European equities are set to open down, with the tape's value end, such as energy to lag early. All eyes are on Brexit developments, which seemed to affect volumes yesterday, which were relatively subdued. In the short term, I would exercise a little caution, with several equity market metrics flashing red such as:
- elevated retail sentiment
- put-call ratio (now at 20-year lows)
- RSIs (near 70 on both S&P 500 and Stoxx 600) all looking stretched.
If the Brexit deal pancakes, these red lights could trigger a rapid succession of sell buttons getting hammered
On the flipside, with the vaccine's help, there is a good reason why these internal are flashing red as investors continue to look on the sunny side of the eventual vaccine rollout. But before we can make new gains, there is the usual sentiment tug of war between medium-term optimism and near term COVID despair.

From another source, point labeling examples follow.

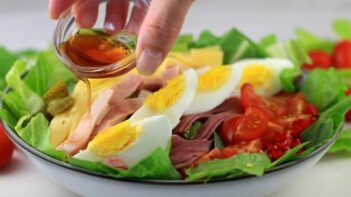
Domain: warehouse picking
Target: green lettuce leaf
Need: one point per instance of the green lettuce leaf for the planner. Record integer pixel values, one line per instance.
(46, 72)
(343, 143)
(288, 156)
(237, 46)
(192, 132)
(21, 100)
(253, 164)
(345, 75)
(35, 132)
(288, 77)
(329, 122)
(323, 88)
(342, 28)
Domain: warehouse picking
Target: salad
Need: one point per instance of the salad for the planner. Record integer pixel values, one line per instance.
(218, 107)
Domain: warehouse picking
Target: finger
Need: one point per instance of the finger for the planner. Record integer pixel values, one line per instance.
(159, 30)
(86, 12)
(116, 14)
(56, 7)
(136, 18)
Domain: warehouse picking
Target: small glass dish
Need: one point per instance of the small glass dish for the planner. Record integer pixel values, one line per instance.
(67, 27)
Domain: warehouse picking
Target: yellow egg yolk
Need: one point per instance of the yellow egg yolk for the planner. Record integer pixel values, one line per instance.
(113, 139)
(213, 79)
(167, 95)
(257, 75)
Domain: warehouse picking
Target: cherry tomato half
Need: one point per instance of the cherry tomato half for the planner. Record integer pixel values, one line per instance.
(6, 148)
(252, 126)
(342, 54)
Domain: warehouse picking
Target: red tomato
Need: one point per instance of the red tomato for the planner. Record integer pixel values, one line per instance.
(252, 126)
(320, 59)
(6, 148)
(342, 54)
(228, 129)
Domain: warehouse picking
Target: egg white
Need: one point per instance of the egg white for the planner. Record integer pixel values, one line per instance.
(206, 101)
(155, 132)
(277, 65)
(175, 111)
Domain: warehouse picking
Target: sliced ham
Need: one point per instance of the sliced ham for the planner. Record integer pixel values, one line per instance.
(118, 113)
(185, 152)
(187, 121)
(126, 88)
(212, 123)
(232, 104)
(79, 138)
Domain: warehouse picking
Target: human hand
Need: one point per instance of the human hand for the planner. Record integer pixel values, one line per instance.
(157, 28)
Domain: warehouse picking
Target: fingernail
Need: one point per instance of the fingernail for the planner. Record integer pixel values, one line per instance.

I do not know how many times we have been down this road before. Still, all roads have led to stock market prosperity eventually as the post-pandemic market rally has moved seamlessly from policy-driven to vaccine-driven Nirvana and should continue so as more investors get knocked off the fence for fear of missing out on glorious post reopening earnings returns that sit at the other end of the vaccine rainbow.
UK PM Johnson and European Commission President von der Leyen will meet in Brussels later in the week. Number 10 says it's unlikely to be today, and there's an EU summit on Thursday which the UK doesn't want to crash. So likely Wednesday or Friday.
Today, the deadline for Hungary and Poland is reportedly to offer a clear signal that they'll lift their veto over the European Union's budget or risk losing billions of euros in aid, officials have warned. A senior diplomat in Brussels said that in the absence of a breakthrough, the EU would turn to 'Plan B': launching the economic recovery fund while excluding the two holdouts. Any EU member discord should help the short EUR/USD view.